Atwood’s 1996 novel Alias Grace echoes her other work with its focus on the life and point of view of a fascinating woman. However, this novel is markedly different from the others in that it is a fictionalized account of a true story. Atwood based the novel on the real-life sensational murders of a wealthy landowner named Thomas Kinnear and his pregnant housekeeper and mistress Nancy Montgomery, which took place in a village near Toronto in 1843. Two of Kinnear’s servants, James McDermott and Grace Marks, were convicted of the murders and sentenced to death. McDermott was executed, but a judge commuted Marks’s sentence to life in prison, where she remained for thirty years until she received a pardon. The case drew a lot of public attention at the time, and the fact that Marks was a woman had a polarizing effect. Whereas some demonized Marks as an evil temptress, others presumed her to be an innocent victim who must have been coerced. In an interview for CBC News, Atwood noticed a similarly polarized perception of another Canadian female killer, Karla Homolka, who stood trial for multiple murders at the same time Atwood was writing Alias Grace.

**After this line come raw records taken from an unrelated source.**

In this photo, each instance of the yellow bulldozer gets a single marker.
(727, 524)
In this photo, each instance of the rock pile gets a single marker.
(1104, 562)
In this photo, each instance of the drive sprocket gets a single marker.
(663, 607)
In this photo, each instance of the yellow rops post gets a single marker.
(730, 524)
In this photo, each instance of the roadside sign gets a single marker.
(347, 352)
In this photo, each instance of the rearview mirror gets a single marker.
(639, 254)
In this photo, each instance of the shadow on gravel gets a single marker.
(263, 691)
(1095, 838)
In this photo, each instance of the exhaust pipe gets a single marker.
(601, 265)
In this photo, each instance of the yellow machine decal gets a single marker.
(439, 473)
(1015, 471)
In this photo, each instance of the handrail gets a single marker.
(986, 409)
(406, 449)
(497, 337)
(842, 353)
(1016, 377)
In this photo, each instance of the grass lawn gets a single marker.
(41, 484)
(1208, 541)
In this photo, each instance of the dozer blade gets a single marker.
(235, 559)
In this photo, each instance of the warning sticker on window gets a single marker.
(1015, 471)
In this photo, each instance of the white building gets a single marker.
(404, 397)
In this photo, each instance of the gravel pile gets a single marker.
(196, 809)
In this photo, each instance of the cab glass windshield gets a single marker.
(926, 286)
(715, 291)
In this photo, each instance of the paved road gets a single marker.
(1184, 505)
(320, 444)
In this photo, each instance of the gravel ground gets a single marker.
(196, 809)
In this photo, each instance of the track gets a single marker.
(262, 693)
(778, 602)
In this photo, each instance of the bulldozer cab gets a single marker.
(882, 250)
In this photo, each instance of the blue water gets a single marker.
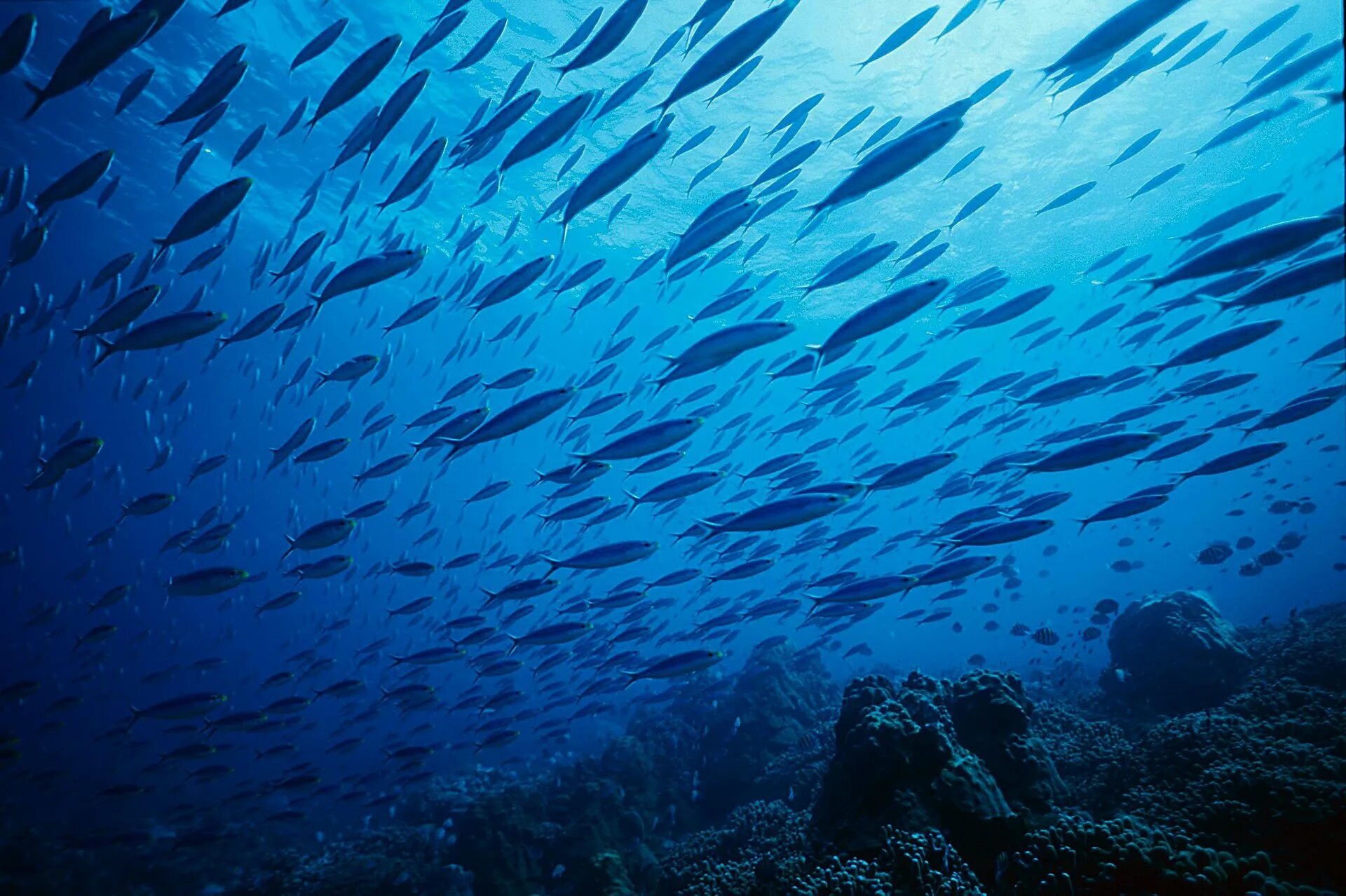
(136, 402)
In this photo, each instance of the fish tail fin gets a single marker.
(102, 350)
(38, 100)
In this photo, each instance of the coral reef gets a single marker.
(930, 755)
(399, 862)
(773, 710)
(905, 862)
(1174, 653)
(761, 846)
(768, 783)
(1117, 857)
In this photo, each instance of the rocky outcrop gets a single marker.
(934, 755)
(1173, 654)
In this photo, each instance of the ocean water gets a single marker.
(84, 748)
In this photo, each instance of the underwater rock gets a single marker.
(761, 846)
(905, 862)
(993, 716)
(397, 860)
(781, 696)
(1174, 653)
(1267, 771)
(1123, 856)
(899, 762)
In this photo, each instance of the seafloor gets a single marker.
(1211, 762)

Atwood first learned about Grace Marks in the 1960s. As a student at Harvard she came across a work titled Life in the Clearings (1853), written by the English-born Canadian author Susanna Moodie. Moodie’s book appeared a decade after the Kinnear–Montgomery murders, and it included a third-hand account of the events. Moodie claimed that Marks instigated the murders, motivated by her infatuation with Kinnear and her jealousy of Nancy. Marks allegedly manipulated McDermott into helping her by promising him sex. As Atwood reflects in her afterword to Alias Grace, Moodie’s account of the murders is suspiciously sensational and clearly influenced by melodramatic literary conventions. Although Atwood claims not to have changed any known facts about Marks’s life and the Kinnear–Montgomery murders in her retelling, Alias Grace is undoubtedly a work of fiction. In addition to providing fictionalized accounts of the historical characters and events involved, Atwood also introduces a cast of completely fictional characters, most notably Dr. Simon Jordan and Mary Whitney. Even so, the ambiguities of Atwood’s novel reflect the ambiguities of the history that the novel recounts. As Atwood herself concludes: “The true character of the historical Grace Marks remains an enigma.”